BBC Caribbean
31 July, 2004

Tourists flock to 'low-key' Crop Over

While this year's Crop Over celebrations in Barbados have been described by many as low-keyed, tourism officials have said figures for this season are 'brilliant'.

Airlines flying into Barbados have reported that in the last few weeks, their flights have been practically full.

The Barbados Nation newspaper quoted officials from Virgin Atlantic which has six flights into the island every week, as saying that an average of 425 seats of the 439 seats available on their Boeing 747s have been booked.

An Air Jamaica official told the newspaper that daily flights into Barbados have been pretty full this season, and most of their passengers were flying in from New York.

Caribbean Star said regional traffic to Barbados had been "quite impressive" and it was anticipated that booking levels for this summer would surpass last year's.

However, attendance at Friday night's Calypso Monarch competition which was won by David 'Kid Site' Piggott, was said to have been the worst in the competition's history.

The lack of interest has been attributed to the controversy which arose early in the season when calypsonians threatened not to release new music because of the government's failure to implement legislation to deal with music piracy.

Poor calypsoes

Barbadian journalist David Hinkson told BBC Caribbean Radio while he believes the controversy turned off many people, he felt the poor quality of this year's calypsoes was a bigger factor.
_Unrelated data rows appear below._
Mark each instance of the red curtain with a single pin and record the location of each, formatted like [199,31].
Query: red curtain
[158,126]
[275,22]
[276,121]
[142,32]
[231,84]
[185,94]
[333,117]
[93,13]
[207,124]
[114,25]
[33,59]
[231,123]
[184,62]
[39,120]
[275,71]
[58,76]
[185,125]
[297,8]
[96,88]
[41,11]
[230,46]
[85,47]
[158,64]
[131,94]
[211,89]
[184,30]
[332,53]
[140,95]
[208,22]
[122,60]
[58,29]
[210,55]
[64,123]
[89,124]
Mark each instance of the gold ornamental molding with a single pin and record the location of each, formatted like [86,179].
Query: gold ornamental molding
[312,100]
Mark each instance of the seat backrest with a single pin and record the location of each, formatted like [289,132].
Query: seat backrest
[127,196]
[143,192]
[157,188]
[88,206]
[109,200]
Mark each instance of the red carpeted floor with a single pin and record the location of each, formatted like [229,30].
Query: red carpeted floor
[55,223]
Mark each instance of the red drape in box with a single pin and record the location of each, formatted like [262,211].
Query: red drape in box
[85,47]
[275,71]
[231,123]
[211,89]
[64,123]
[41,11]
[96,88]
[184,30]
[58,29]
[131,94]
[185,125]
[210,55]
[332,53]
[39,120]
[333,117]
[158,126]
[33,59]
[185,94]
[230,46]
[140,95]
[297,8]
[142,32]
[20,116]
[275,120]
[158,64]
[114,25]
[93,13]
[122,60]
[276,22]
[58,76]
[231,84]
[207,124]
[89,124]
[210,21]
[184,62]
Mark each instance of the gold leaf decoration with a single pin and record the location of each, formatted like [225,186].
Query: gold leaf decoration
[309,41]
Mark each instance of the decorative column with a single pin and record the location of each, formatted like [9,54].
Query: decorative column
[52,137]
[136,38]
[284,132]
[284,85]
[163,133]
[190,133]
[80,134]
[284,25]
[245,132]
"A lot of the big names decided they weren't releasing their music at one stage and a lot of newcomers have brought their music out and it wasn't very encouraging and when the more established their music, it wasn't very special either," he said.

He lamented the absence of social commentary, as he felt there were many issues facing society that are ideal topics for serious calypsonians to write about.

"Social commentary in the last couple of years seems to have died off and I expected this year that we would have a lot of songs about the fishing dispute between Barbados and Trinidad among other things and that has not happened really," he said.

"There have been a lot of cursory references to particular issues in the society, but nobody has taken any one issue and looked at it seriously, nobody does that any more."

He also criticised the soca artistes who he criticised as being 'boring'.

"We've created a lot of soca idols in the last ten years, but what has happened is they repeat the same formula all the time and that gets a little tiring," he said. "How long can we sing jump and wave?"

"I think that's one of the problems that we've had in terms of the quality of the music. It has not developed and people have become very lazy."

Crop Over comes to a climax on Monday with the Grand Kadooment, a street parade which starts at the National Stadium and ends at Spring Garden.